Matthew reached inside her nightie. She could see that his eyes weren’t really open, he wasn’t quite awake.

“No!” she said. “No, mister, no way! You’ve had enough. You’ve already drained me for tonight.”

“Yes, nubbies,” he said. Eyes closed but burrowing his face between her breasts, looking for the opening.

“No nubbies. We’ve done nubbies. I’m going to change you and then you’re going back to sleep!”

But he was relentless, all yearning hands and mouth. She tried to put him down on the changing table again but he squirmed and fought. He was too strong. She knew she could drop him if she wasn’t careful. So she retreated to the rocking chair by the dresser, pulled her nightie off her shoulder and let him have some more of her right side. “Careful, oh, gentle, sweetie. Don’t chew!”

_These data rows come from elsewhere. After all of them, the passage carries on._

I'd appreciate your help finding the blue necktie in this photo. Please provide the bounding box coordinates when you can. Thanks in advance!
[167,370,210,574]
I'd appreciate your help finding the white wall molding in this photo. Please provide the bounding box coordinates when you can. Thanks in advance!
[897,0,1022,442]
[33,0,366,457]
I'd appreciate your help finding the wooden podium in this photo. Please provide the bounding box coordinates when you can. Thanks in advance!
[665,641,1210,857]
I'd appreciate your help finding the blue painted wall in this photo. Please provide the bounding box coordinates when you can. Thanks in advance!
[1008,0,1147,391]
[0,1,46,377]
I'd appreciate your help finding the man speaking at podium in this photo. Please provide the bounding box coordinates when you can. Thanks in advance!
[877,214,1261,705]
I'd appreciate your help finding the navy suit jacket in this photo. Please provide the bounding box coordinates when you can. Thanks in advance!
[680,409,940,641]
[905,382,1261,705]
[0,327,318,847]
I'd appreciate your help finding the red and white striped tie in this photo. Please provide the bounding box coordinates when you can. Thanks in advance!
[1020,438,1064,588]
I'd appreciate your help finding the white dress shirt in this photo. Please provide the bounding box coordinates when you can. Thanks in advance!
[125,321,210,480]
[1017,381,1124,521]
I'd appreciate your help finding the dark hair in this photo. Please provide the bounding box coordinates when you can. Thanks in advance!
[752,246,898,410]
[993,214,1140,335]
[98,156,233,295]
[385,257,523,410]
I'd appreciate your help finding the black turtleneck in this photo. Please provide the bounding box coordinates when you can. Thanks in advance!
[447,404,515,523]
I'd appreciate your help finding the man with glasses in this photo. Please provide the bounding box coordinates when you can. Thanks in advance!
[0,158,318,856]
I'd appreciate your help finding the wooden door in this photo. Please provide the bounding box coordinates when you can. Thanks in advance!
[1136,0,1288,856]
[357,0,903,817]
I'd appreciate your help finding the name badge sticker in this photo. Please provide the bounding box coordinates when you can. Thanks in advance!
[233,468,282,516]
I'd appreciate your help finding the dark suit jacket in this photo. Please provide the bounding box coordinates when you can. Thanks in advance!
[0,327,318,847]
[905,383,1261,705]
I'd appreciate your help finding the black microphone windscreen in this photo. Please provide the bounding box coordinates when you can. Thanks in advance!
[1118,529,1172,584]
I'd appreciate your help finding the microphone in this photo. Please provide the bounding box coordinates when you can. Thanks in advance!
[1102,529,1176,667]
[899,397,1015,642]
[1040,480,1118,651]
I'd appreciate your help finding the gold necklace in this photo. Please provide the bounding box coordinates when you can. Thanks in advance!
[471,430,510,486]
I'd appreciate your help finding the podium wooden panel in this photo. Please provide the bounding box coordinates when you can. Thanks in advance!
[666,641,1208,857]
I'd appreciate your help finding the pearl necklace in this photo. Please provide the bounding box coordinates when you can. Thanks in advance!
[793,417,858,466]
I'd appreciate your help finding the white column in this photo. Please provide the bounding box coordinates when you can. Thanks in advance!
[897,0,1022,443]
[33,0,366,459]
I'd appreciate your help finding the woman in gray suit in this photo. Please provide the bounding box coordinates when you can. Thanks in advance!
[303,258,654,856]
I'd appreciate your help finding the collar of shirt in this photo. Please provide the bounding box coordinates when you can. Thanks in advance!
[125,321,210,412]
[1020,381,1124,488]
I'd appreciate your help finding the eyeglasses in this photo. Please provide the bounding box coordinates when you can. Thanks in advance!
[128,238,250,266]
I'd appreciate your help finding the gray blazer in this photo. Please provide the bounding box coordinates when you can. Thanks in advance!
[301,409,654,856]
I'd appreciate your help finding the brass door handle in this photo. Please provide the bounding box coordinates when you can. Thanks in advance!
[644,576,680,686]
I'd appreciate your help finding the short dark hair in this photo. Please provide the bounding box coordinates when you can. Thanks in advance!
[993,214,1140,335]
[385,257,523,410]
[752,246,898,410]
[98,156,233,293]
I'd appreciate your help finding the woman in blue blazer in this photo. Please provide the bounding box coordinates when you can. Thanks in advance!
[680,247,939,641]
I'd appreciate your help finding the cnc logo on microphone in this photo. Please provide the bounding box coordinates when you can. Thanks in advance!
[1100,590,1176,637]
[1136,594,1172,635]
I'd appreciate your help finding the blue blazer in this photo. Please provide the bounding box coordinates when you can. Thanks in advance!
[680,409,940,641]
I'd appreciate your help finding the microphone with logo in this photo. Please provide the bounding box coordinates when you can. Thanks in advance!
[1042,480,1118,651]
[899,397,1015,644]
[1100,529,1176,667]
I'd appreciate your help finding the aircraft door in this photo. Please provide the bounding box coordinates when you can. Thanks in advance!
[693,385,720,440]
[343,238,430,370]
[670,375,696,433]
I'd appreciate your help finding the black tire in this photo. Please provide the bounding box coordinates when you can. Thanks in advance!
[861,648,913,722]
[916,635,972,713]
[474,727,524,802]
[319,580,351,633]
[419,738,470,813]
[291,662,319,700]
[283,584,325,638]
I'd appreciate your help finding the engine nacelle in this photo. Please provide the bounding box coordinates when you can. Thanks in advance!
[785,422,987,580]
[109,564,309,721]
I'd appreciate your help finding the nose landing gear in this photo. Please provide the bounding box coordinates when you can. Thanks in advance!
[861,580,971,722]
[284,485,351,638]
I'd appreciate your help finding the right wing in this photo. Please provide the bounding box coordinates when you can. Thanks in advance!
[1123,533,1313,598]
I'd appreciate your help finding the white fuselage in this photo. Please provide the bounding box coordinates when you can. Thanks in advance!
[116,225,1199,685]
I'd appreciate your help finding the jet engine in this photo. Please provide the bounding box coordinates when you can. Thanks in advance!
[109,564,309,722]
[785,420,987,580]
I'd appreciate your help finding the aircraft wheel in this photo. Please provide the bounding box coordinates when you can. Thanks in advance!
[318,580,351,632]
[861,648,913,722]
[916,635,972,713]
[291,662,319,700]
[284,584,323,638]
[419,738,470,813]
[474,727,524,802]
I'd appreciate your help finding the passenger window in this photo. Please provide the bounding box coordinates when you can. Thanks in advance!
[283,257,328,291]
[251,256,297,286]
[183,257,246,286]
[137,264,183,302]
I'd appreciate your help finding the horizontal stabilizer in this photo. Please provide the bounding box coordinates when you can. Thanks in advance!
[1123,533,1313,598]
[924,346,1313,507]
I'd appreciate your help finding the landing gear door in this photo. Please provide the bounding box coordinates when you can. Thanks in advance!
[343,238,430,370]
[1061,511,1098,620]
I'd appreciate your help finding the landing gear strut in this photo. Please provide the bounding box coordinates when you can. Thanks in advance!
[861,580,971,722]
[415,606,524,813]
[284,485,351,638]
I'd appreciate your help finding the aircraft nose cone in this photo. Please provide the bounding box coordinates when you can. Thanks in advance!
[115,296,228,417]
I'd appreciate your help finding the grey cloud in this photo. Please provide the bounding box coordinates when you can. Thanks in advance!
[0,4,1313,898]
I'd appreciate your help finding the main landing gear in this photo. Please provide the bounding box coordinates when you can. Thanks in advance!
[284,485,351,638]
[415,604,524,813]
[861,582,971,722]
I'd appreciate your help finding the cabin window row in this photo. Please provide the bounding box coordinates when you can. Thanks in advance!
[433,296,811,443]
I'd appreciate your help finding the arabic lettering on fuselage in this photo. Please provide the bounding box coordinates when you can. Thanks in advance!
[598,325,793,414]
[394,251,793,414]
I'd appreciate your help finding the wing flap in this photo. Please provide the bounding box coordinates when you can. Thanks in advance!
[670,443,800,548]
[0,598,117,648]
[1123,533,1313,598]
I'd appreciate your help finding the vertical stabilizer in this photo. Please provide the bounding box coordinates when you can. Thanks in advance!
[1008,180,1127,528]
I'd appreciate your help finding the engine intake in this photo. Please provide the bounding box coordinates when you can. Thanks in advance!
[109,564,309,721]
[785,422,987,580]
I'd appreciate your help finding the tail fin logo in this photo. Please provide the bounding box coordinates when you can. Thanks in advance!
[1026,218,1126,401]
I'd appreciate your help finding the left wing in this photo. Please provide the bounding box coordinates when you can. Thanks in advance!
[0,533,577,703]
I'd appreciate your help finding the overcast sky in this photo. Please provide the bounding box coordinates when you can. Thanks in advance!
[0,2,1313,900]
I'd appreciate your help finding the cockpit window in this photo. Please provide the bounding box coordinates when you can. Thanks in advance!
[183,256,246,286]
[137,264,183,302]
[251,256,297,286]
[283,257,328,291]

He calmed down. He wasn’t really hungry. This was just psychological. After a time his lips went
glip glip
in a funny little pseudo-drinking motion. He liked having his hands on her breast too, it seemed – to be in control, tilt her this way and that.
Glip glip
.

Gently, with Matthew still attached, she reached around and pulled down his plastic outer lining, then expertly undid the two pins. The cotton diaper was soaking but the diaper pail was
several feet away. She got up awkwardly, held Matthew with her left hand, and leaned back to balance him while she fought with the lid, then dropped the wet diaper into the pail. She could hear her mother’s voice – her old, sane, real voice – implanted in the back of her head. “No diaper service in my day. No disposables! I soaked them in vinegar and washed them in boiled water and hung them out on the line white as lilies. It’s no wonder you love me so much!” Julia could almost feel her mother’s fingers reaching for her sides – a teasing, pinching kind of tickle.

“Matthew, honey, I have to wipe you,” she said, and moved to return him to the changing table. But he wouldn’t let go. He clamped his teeth around her nipple and she was forced to lean all the way over so he could still suckle while he lay flat. “Ow! Come on, let go!” she said and wiggled her finger between his lips and her skin. The vacuum was broken but his jaw stayed firm. “Matthew. Matthew!”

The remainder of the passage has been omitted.